This follows that the Royal Eswatini Police Service (REPS) National Commissioner, William Dlamini, said they had filed a request with government to recruit about 700 police officers.

He said this was because the service had been affected by deaths, retirements and defections of personnel. In light of this reduction of personnel, the recruitment, according to Dlamini, shall be partitioned into two, with a possible intake of 350 officers per recruitment.

He said this was envisaged to take place within a period of two years. Worth noting, a recruit becomes a fully fledged police officer after a year of training. 

Dlamini explained that the law dictated that while one was recruited and already partaking in the training, he or she was expected to be remunerated fully.

It was gathered that police recruits were in 2014 offered E6 000 per month. If the 700 recruits shall be paid at this scale, it means that government’s wage bill shall increase by E4.2 million per month.

However, since then, there have been developments in that civil servants were awarded cost-of- living adjustments (CoLA), which might escalate the remuneration for the next intake.

The CoLA awarded in the 2016/17 financial year was 6.5 per cent while last year, public servants were awarded three per cent. This could be translated into an increment of 9.5 per cent since the last recruitment.

Adjust

Given these developments, the Treasury Department could be forced to adjust its wage bill by E4 599 000 for the 700 recruits. This is because the tabulation of this CoLA implies that each ,officer’s remuneration, while still undergoing training, would be E6 570. By extension, this means that government would have to pay E2 299 500 for the 350 recruits in the first batch. 

Despite this anticipated increment, it should be noted that the recruitments were set to fill posts that had been held by officers who were remunerated. 

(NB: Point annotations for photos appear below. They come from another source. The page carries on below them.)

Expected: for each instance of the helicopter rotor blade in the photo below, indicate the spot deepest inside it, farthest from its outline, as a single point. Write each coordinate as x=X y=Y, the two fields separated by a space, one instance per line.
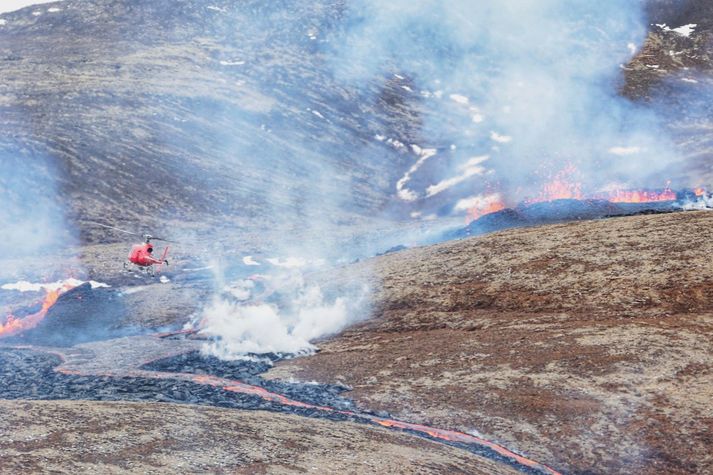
x=154 y=238
x=145 y=236
x=117 y=229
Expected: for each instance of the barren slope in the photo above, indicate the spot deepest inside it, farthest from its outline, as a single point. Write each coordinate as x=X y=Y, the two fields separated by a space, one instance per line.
x=585 y=345
x=95 y=437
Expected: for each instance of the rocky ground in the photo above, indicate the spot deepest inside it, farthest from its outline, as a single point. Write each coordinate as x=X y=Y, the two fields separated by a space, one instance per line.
x=585 y=345
x=90 y=437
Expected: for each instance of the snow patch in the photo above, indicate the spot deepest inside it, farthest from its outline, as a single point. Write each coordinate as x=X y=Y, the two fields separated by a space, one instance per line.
x=25 y=286
x=470 y=168
x=232 y=63
x=685 y=30
x=459 y=98
x=624 y=151
x=404 y=193
x=478 y=201
x=249 y=261
x=496 y=137
x=289 y=263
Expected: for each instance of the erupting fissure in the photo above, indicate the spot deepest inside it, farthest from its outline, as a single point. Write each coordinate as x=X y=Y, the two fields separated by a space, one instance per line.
x=14 y=325
x=565 y=186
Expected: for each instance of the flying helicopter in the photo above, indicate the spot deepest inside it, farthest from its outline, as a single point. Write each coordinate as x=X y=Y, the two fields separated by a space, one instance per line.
x=141 y=255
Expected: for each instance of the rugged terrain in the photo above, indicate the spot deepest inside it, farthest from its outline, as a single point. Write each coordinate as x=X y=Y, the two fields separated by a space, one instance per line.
x=89 y=437
x=585 y=345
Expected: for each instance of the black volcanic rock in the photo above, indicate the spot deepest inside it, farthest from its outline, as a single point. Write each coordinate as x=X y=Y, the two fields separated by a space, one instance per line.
x=186 y=114
x=194 y=112
x=80 y=315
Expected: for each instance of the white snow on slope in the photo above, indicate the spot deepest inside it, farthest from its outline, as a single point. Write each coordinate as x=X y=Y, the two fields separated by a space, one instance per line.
x=402 y=191
x=14 y=5
x=249 y=261
x=624 y=151
x=496 y=137
x=470 y=168
x=24 y=286
x=685 y=30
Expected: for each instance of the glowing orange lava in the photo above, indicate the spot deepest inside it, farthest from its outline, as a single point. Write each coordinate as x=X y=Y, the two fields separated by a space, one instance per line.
x=477 y=212
x=14 y=325
x=563 y=186
x=640 y=196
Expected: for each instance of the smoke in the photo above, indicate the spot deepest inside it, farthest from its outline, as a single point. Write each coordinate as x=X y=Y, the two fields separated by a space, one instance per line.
x=282 y=315
x=511 y=91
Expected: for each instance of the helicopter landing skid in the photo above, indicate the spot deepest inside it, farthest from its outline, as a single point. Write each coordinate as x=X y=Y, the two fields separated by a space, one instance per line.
x=133 y=269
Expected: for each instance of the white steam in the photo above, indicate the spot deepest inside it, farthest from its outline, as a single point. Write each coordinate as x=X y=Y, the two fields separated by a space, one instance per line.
x=532 y=83
x=241 y=322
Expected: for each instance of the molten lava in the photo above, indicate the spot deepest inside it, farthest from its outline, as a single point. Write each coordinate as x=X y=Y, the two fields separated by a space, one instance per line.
x=14 y=325
x=639 y=196
x=478 y=211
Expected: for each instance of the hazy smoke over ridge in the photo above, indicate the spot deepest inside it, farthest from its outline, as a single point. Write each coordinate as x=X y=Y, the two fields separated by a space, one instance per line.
x=513 y=92
x=31 y=218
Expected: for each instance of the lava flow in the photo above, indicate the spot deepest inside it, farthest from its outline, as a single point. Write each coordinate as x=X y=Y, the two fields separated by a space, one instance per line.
x=566 y=186
x=14 y=325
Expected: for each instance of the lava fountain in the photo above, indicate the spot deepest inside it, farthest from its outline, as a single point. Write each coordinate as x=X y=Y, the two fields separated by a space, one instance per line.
x=14 y=325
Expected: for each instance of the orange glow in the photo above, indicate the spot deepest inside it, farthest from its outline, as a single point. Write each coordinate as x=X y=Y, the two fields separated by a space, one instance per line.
x=14 y=325
x=563 y=186
x=477 y=212
x=639 y=196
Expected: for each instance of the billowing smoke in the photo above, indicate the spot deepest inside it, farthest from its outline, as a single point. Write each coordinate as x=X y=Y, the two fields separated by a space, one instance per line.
x=277 y=313
x=514 y=94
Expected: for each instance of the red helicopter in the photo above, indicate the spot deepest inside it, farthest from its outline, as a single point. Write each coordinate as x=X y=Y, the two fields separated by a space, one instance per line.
x=141 y=255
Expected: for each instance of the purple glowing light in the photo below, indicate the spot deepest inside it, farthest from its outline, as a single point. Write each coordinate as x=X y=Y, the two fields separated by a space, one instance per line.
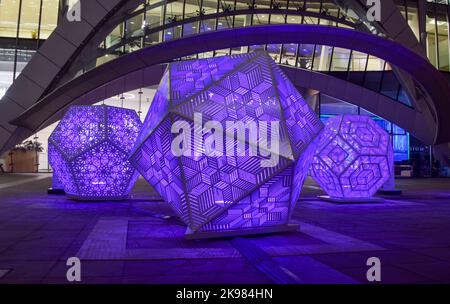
x=226 y=193
x=354 y=157
x=89 y=151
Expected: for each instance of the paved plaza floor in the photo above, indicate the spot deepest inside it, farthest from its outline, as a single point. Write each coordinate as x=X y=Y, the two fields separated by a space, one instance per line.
x=140 y=241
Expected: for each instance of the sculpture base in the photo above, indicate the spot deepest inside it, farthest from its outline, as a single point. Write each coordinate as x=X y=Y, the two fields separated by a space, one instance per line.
x=355 y=200
x=52 y=191
x=190 y=235
x=390 y=192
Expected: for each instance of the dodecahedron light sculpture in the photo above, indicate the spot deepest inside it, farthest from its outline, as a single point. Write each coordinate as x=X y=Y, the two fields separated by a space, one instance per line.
x=89 y=150
x=223 y=193
x=354 y=157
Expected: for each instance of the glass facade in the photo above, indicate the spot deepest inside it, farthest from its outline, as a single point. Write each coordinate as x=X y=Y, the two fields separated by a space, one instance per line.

Some of these officers were in senior positions and were also afforded extra benefits beside the remuneration accorded to warders. This, therefore, according to Dlamini, does not mean the recruitments shall balloon the wage bill per se.

Instead, he said: “We are replacing officers who were in the service and were earning salaries. Some of them were senior and drew a far larger salary than those that we shall recruit.”

Dlamini said government had as a matter of fact saved enormously as there had been no promotions and recruitments since the introduction of the hiring freeze in August 2018.

The hiring freeze, which was reaffirmed by government last year September, advised principal secretaries and heads of department that there would be no recruitments in the civil service as a means to deal with the wage bill.

It also emphasised that ministries and departments should not promote any employee and for any pressing need to recruit, a request should be advanced to Cabinet.

Recently, government announced that it sought to reduce the wage bill by E900 million in three years. The three years, according to the deceased Minister of Public Service, Christian Ntshangase, started in the past financial year (2019/20) and shall lapse in 2021/22.

Saved

It was said government had already saved E300 million in the past financial year and sought to duplicate it in this financial year and the subsequent. This was calculated as being equivalent to five per cent of the wage bill. 

Furthermore, it was supposed to have been achieved through the interim interventions which among them included the abolishment of all redundant positions and they (ministry) were retaining strategically relevant ones.

Also, it was claimed that through the skills management audit in order to determine the number of diverse qualifications and competencies in the Public Service. This exercise was further meant to identify skills to jobs, match and then synchronise those skills to the right jobs.

It is worth noting that five most recent International Monetary Fund (IMF) and World Bank country reports cautioned that Eswatini’s largest budgetary ‘outlier’ on the expenditure side, 23 and also the single largest contributor to the fiscal deficit, was the size of the wage bill. 

According to global lender, the IMF, Eswatini ranked 2nd highest spender on civil servants among the 53 captured countries. Currently, estimates of the wage bill are said to be E8.44 billion which corresponds to 37 per cent of government’s expenditure.